Patients commonly report deep groin pain, buttock discomfort, or pain radiating to the thigh or knee. Symptoms are typically aggravated by walking, standing, or rotational movements of the hip. Reduced range of motion, particularly internal rotation, is an early clinical sign. As the disease advances, pain becomes persistent and interferes with sleep and daily activities.
Orthopaedic assessment involves careful clinical examination of gait, hip range of motion, limb length, and muscle strength. Radiographic imaging confirms diagnosis and reveals joint space narrowing, osteophyte formation, and femoral head deformity. Imaging findings must be interpreted alongside clinical severity.
Conservative management includes activity modification, physiotherapy, analgesics, and lifestyle measures. These interventions aim to reduce pain and preserve joint function but do not reverse structural degeneration. Failure of conservative treatment prompts consideration of surgical options.

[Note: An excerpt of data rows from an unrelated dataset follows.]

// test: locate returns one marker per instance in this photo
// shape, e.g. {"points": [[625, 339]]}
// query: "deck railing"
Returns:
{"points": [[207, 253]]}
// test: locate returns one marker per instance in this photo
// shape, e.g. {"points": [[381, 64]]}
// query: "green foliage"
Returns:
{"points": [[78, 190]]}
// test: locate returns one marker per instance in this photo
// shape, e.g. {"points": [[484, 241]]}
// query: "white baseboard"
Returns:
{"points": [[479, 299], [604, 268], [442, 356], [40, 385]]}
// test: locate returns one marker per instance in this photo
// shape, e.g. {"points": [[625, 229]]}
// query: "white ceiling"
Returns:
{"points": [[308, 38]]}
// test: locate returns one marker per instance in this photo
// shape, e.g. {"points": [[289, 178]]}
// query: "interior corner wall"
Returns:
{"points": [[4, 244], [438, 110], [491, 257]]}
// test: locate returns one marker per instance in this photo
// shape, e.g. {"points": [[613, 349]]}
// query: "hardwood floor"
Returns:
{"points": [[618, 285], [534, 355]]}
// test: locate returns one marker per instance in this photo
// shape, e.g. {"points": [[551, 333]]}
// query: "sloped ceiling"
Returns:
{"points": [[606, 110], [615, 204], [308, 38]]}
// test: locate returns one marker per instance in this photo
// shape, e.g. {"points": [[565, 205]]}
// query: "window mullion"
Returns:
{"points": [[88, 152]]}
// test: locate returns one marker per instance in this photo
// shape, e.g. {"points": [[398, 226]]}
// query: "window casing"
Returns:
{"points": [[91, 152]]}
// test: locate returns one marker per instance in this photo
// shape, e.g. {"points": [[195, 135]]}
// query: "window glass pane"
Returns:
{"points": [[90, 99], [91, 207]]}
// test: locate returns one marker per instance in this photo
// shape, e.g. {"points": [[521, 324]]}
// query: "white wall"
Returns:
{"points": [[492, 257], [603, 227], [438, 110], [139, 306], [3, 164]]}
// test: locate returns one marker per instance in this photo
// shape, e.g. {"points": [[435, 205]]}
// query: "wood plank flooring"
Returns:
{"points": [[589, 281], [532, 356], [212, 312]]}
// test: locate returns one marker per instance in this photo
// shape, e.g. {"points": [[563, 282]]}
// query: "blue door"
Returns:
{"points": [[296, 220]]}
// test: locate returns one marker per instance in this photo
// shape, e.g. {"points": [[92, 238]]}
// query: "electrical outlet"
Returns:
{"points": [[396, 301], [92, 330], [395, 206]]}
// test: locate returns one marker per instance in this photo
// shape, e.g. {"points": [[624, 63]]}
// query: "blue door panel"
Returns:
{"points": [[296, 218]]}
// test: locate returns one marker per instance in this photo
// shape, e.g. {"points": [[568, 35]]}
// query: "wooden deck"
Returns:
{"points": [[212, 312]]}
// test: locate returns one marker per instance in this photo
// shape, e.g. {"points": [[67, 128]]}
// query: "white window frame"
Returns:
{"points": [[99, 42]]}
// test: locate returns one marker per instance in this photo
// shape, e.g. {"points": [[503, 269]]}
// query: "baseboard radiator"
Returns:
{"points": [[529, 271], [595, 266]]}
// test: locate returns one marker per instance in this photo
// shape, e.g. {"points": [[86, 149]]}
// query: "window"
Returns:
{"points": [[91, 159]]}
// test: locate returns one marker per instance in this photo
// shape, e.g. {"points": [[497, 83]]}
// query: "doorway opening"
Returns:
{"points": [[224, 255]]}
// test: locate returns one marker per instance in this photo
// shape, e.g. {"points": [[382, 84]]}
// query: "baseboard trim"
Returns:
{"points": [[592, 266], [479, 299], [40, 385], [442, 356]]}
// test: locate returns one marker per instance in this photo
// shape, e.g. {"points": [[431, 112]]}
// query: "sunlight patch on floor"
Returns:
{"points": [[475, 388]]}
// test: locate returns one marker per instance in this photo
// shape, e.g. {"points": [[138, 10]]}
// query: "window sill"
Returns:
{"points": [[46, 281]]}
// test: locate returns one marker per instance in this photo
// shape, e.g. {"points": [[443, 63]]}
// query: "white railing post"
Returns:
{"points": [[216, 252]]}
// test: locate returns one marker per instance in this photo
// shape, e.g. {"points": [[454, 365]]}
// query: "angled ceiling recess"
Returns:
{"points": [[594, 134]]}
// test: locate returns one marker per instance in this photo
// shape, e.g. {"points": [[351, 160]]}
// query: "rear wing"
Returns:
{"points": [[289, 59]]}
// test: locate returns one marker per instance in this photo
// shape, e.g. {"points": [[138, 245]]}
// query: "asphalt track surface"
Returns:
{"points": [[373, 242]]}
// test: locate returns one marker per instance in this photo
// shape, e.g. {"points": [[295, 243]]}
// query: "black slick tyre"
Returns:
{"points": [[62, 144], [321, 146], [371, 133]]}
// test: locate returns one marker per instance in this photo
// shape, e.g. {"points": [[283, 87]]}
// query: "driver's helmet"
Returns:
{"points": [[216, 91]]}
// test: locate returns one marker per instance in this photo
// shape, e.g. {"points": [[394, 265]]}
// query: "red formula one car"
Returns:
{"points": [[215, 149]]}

Total hip arthroplasty is the gold standard treatment for advanced hip osteoarthritis. Surgical objectives include pain relief, restoration of joint biomechanics, and improvement in mobility. Modern implant designs and surgical techniques have led to excellent long-term outcomes.
Postoperative rehabilitation focuses on gait training, muscle strengthening, and functional recovery. Hip replacement surgery significantly improves quality of life in appropriately selected patients.
Hip osteoarthritis requires timely orthopaedic intervention to prevent prolonged disability and restore functional independence.